1. PSYCHOMETRIC AND EMOTIONAL RECOGNITION
The core goal of our study is to investigate the recognition of emotional and
facial expressions in the Möbius and congenital bilateral facial paralysis
populations even though they cannot perform these movements themselves. To this
end, we would therefore like to investigate:
a. The extent to which Möbius and congenital bilateral facial paralysis
research participants recognise facial expressions in others
b. The threshold for that recognition
c. The extent of the ability to generate visible facial expressions and emotions
Through the use of various tools we can test the following:
- Empathy (Davis Interpersonal Reactivity Questionnaire)
- Emotional functioning (Bermond-Vorst Alexithymia Questionnaire)
- General intelligence (Raven Progressive Matrix Questionnaire)
- Expression and emotional recognition (Montagne-Perrett Morphed Faces).

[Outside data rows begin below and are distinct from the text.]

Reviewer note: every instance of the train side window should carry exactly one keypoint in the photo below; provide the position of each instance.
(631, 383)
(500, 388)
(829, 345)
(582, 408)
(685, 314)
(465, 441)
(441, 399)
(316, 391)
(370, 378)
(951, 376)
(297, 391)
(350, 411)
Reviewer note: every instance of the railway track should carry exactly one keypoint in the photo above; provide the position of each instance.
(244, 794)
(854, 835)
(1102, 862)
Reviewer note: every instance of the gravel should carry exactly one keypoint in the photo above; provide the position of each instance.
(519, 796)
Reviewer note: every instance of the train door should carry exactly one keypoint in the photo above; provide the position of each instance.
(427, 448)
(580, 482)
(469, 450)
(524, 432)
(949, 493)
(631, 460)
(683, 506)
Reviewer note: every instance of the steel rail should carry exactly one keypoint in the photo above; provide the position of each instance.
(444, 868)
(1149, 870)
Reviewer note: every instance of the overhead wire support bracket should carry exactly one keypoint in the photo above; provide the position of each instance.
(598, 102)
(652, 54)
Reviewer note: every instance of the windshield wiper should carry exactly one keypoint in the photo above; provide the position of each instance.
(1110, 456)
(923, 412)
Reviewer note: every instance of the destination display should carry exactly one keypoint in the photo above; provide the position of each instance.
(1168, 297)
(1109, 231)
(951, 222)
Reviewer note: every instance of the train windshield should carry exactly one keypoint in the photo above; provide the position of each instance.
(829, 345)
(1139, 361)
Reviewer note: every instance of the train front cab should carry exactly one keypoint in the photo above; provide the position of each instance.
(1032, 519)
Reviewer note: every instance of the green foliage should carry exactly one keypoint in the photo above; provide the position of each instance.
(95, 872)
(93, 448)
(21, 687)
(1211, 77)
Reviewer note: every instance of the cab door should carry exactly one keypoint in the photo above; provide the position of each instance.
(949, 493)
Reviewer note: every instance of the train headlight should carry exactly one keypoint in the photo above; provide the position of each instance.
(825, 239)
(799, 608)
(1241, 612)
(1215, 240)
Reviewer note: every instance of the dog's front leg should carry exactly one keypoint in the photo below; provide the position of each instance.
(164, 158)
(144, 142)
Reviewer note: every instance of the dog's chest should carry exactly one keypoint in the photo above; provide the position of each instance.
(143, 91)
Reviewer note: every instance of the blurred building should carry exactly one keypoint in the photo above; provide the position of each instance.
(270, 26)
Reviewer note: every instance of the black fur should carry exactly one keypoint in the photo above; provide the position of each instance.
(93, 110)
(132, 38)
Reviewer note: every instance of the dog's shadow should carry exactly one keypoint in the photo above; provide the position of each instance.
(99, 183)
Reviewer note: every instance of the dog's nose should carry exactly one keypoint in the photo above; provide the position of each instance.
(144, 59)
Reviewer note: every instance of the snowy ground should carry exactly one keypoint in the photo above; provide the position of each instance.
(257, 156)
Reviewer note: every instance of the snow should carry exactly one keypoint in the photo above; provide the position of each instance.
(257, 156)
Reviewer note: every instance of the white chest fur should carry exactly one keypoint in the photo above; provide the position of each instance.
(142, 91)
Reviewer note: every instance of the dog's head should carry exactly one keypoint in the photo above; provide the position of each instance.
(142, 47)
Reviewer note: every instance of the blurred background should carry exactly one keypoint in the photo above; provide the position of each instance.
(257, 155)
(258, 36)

Including a group of healthy control volunteers throughout the investigation
will provide information about the psychological, intellectual, emotional and
empathic functioning of the Möbius research participants compared to the
general population.
Montagne-Perrett Morphed Faces program quantifies the capacity of the
participant to associate an emotional label to facial expressions. Using it, we
will examine if the capacity to perform facial expressions (which is impaired
in congenital bilateral facial paralysis) influences our sensitivity to
recognise emotions.
2. NEUROLOGICAL TESTING
There has previously been some in depth electrophysiological testing carried
out on Möbius patients showing a certain variability in how much motor capacity
they have in their face. We will therefore need to quantify facial motility and
somatosensory sensitivity in our Möbius and congenital bilateral facial
paralysis participants, and in our control group to investigate if the
processing of other individual*s faces is affected by the participant*s facial
motor and somatosensory capacities.
For this purpose we will run a number of simple non-invasive tests:
a. Semmes-Weinstein Monofilament Test
b. Facial Motility (prooducing a smile and a frown)

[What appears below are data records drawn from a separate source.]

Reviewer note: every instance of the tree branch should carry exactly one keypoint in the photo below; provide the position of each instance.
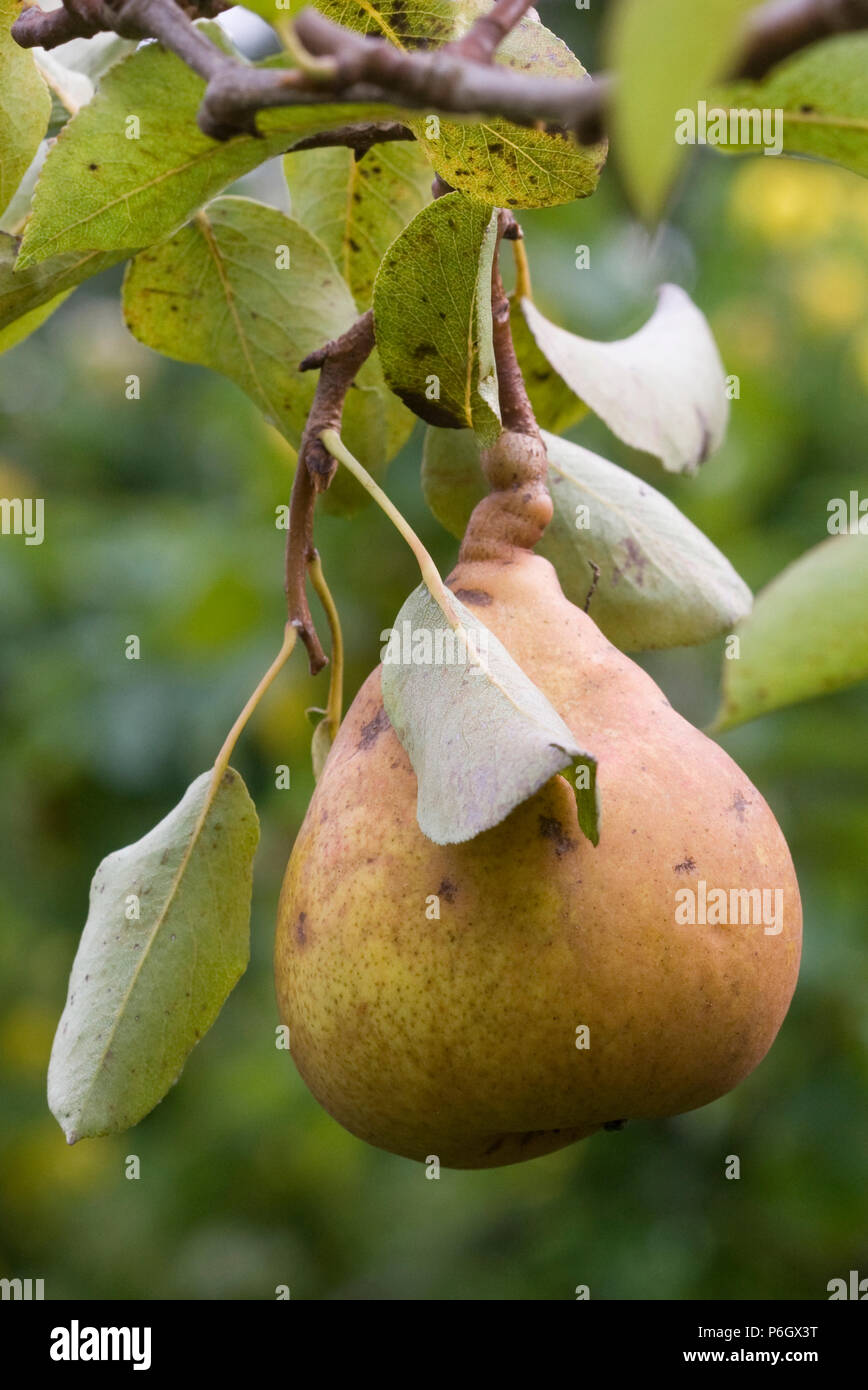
(458, 78)
(783, 27)
(338, 363)
(516, 412)
(486, 34)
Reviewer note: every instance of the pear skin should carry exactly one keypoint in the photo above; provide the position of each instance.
(462, 1034)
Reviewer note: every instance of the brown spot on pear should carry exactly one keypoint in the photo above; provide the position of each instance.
(466, 1047)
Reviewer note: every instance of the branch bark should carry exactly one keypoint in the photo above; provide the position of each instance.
(456, 79)
(338, 363)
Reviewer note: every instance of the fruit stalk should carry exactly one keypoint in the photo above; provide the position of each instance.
(519, 508)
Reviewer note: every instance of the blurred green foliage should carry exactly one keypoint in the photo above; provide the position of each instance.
(160, 523)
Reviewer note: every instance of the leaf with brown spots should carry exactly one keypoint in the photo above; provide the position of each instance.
(433, 316)
(220, 293)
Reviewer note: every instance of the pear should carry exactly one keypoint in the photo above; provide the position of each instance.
(491, 1001)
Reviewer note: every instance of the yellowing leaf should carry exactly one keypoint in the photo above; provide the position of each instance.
(358, 207)
(164, 943)
(249, 292)
(100, 191)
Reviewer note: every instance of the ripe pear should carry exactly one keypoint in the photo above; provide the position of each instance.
(555, 993)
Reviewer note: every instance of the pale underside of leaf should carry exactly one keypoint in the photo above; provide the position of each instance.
(166, 940)
(480, 736)
(25, 106)
(661, 583)
(661, 391)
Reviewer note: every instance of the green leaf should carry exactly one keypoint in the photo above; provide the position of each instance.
(807, 634)
(480, 736)
(166, 940)
(433, 316)
(662, 389)
(358, 207)
(554, 405)
(500, 163)
(661, 580)
(100, 191)
(824, 96)
(24, 292)
(25, 106)
(513, 166)
(217, 293)
(664, 56)
(22, 327)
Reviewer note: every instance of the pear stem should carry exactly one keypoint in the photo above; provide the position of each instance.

c. Ocular Motility (the Four Point Eye Movement Test)
d. Visual Acuity (Warrington Face Memory Recognition Test)
3. fMRI STUDY
It has been shown by our research and that of others than neuroimaging using
fMRI is a valuable tool to investigate the areas of the brain activated whilst
observing the actions and emotions of others. Therefore, in the neuroimaging
(fMRI) section of the design we would like to measure the premotor and
somatosensory areas whilst viewing facial expressions that the research
participants cannot produce (such as smiling) as well as movements, such as
sucking through a straw, that they can. We intend to provide these facial
expressions in the form of short 3s films of actors displaying the facial
expressions of happiness, disgust, fear, sucking through a straw and neutral. A
concomitant aim of this section of the design is also to determine the location
of the premotor and somatosensory areas in the subjects when they are asked to
execute emotional gestures and sucking movements.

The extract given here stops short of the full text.